To let you guys know, I ended getting my (DeWalt) gun rebuilt again and is good as new (It's been good to me for many years and I'm used to it). Another note, it's the model designed for decks/drywall and therefore has the added tourque (otherwise I wouldn't have used it for that application)..


----------



## letgo (Apr 25, 2006)

Use a hilti gun (huge torque w/adjustable clutch)-- the dewalts are great, but if you want one that does decking dewalt makes a 2500 rpm that is best (I believe milwaukee does too) -- Dont use a 4500 rpm for decking-- those are made for drywall with points going into 20-25 guage. I did a bunch of window and door nailers on a job we used dewalts and milwaukee cordless guns -- the dewalt could not drive a 3" tapcon-- but the milwaukee would bury it!! No matter how you dlice it -- dewalt= black and decker-- Spend for quality-- 12 years on a gun -- WOW


----------



## AtlanticWBConst (Mar 29, 2006)

Absolutely LOVE all my Dewalts. 

We have 6 Dewalt Drywall screw guns and 3 drywall routers that just will not die. 

We also have 2 Dewalt Deck/drywall guns.

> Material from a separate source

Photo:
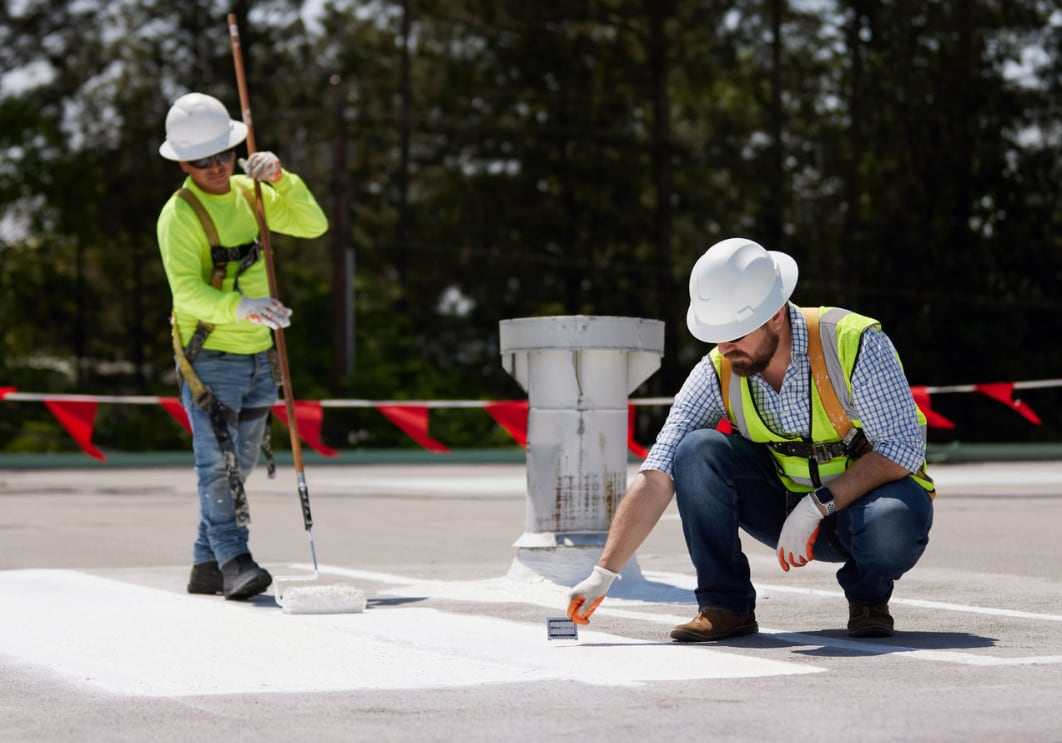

Sounds like one of the latter models (deck guns) would maybe be better for putting in 3" screws.

I don't necessarily swear by any particular brand, tho, there are some I definitily choose to stay away from. 

I have alot of different brand names that run great, but out of the Dewalt tools (I also have 2 Miter saws and 3 Cordless drills) - I have to say that all have taken a beating and keep running great.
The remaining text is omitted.